’Ndrangheta, sequestri anche a Ortona

5 Aprile 2017

Sigilli a un appartamento in contrada Lazzaretto: fa parte dei beni confiscati dalla polizia al collaboratore di giustizia Pulice

ORTONA. C'è anche un appartamento in contrada Lazzaretto, a Ortona, tra i beni sequestrati alla ’ndragheta per un valore complessivo di 4 milioni di euro. Si tratta di un sequestro preventivo eseguito ieri dagli agenti della squadra mobile di Chieti. Sono stati loro a porre i sigilli all’abitazione che sorge nella zona settentrionale della città adriatica. Un blitz vero e proprio che vede protagoniste diverse regioni d’Italia, da nord a sud dello stivale.

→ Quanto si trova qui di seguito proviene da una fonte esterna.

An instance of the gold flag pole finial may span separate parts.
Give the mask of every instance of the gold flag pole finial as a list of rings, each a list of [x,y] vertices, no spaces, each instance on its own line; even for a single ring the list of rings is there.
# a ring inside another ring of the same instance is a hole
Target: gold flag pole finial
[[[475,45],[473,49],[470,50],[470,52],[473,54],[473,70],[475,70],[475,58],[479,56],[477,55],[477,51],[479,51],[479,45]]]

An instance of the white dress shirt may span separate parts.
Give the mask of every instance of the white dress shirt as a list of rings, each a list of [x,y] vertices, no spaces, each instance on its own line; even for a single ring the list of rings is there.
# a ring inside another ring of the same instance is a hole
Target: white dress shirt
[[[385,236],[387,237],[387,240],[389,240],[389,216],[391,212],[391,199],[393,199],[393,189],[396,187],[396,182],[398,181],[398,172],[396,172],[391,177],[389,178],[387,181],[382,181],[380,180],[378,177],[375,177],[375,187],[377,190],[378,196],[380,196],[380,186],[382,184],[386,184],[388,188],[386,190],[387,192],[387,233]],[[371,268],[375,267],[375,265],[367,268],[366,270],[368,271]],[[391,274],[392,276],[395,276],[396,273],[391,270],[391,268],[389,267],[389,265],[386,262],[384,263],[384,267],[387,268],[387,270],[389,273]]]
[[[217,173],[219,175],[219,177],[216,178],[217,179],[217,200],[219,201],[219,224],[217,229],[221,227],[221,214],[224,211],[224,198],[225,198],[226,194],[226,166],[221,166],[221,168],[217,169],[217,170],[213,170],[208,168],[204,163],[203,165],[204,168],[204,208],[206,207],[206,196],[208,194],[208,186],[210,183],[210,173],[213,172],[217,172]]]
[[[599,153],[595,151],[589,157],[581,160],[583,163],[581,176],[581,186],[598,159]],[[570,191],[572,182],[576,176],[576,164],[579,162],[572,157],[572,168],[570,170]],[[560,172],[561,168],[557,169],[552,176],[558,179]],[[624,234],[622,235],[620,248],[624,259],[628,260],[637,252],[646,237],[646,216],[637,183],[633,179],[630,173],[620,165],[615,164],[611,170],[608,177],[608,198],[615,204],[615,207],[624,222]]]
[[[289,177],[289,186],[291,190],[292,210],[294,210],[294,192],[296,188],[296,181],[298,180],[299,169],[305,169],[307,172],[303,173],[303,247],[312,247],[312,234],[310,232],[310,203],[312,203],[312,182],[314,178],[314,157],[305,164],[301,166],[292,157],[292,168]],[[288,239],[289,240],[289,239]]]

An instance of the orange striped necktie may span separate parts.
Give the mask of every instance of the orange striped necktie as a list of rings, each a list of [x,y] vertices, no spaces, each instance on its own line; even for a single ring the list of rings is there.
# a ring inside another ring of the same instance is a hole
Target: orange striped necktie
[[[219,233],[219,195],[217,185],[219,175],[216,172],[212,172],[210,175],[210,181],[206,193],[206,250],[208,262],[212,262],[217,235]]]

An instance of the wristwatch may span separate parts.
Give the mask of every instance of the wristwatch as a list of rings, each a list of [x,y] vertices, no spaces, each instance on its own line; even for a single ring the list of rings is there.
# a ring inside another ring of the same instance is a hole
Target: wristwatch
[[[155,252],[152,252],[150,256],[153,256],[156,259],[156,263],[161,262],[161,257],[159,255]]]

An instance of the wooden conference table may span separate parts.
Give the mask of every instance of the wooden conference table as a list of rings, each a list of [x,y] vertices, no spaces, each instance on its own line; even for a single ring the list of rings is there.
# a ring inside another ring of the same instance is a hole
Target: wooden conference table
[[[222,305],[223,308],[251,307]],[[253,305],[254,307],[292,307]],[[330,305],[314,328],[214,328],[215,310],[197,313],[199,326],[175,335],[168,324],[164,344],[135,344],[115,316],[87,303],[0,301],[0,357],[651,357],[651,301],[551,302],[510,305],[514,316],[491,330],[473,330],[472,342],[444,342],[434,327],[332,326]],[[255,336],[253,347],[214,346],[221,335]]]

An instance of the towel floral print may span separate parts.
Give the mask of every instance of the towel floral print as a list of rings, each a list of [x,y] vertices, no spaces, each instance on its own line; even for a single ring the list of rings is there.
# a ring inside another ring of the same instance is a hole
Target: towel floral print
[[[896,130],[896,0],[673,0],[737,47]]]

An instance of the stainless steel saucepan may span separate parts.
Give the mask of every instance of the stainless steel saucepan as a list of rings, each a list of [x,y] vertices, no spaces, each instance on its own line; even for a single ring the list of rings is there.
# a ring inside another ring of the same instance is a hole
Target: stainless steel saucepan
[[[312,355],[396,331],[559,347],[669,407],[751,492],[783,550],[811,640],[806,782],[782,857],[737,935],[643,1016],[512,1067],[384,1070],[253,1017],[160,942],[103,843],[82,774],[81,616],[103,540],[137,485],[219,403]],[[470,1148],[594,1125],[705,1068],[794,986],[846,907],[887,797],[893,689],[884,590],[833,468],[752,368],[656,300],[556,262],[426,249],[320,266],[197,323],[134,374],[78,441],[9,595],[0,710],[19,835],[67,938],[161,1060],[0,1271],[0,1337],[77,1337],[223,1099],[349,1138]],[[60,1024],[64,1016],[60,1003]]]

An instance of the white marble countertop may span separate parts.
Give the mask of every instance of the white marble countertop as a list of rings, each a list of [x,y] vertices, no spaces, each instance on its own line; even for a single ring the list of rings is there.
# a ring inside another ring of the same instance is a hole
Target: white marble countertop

Piemonte, Lombardia, Abruzzo e Calabria i territori interessati dall’operazione messa in atto dal Servizio centrale operativo della polizia e dalla squadra mobile di Catanzaro, su direttive della Dda. L’appartamento ortonese rientra in un giro di beni sequestrati che riguardano il collaboratore di giustizia Gennaro Pulice, sua moglie e alcuni imprenditori considerati suoi prestanome. In questo contesto l’Abruzzo e Ortona erano quindi una delle piazze dove si era esteso il giro d’affari. Pulice, secondo gli investigatori, è stato un esponente apicale delle cosche confederate “Iannazzo e Cannizzaro-Daponte”, e responsabile di diversi omicidi, il primo commesso quando era ancora minorenne. Le attività investigative sono state coordinate dalla Procura distrettuale antimafia di Catanzaro secondo le direttive del procuratore Nicola Gratteri, del procuratore aggiunto Giovanni Bombardieri e del sostituto procuratore Elio Romano. Alle indagini ha partecipato il commissariato di Lamezia Terme della polizia di Stato. Pulice è considerato un collaboratore di giustizia importante poiché, oltre ad aver riferito in ordine alla propria ed altrui partecipazione a varie azioni criminose, è stato uomo d’affari e imprenditore di successo, dedito, dopo una vertiginosa scalata da ruoli di pura manovalanza, a posizioni di rilevante prestigio criminale. Il collaboratore di giustizia si è anche laureato due volte, in Giurisprudenza e in Scienze giuridiche, ed ha realizzato in passato investimenti di elevato profilo ed operazioni finanziarie spregiudicate. Le indagini hanno anche consentito di accertare che Pulice, nel periodo antecedente il suo arresto, nel maggio del 2015, nell’ambito dell’operazione “Andromeda”, eseguita dalla polizia di Stato, aveva posto in essere, con il concorso di imprenditori compiacenti, una serie di interposizioni fittizie in relazione alla titolarità delle proprie attività economiche con lo scopo di evitare il sequestro del proprio patrimonio.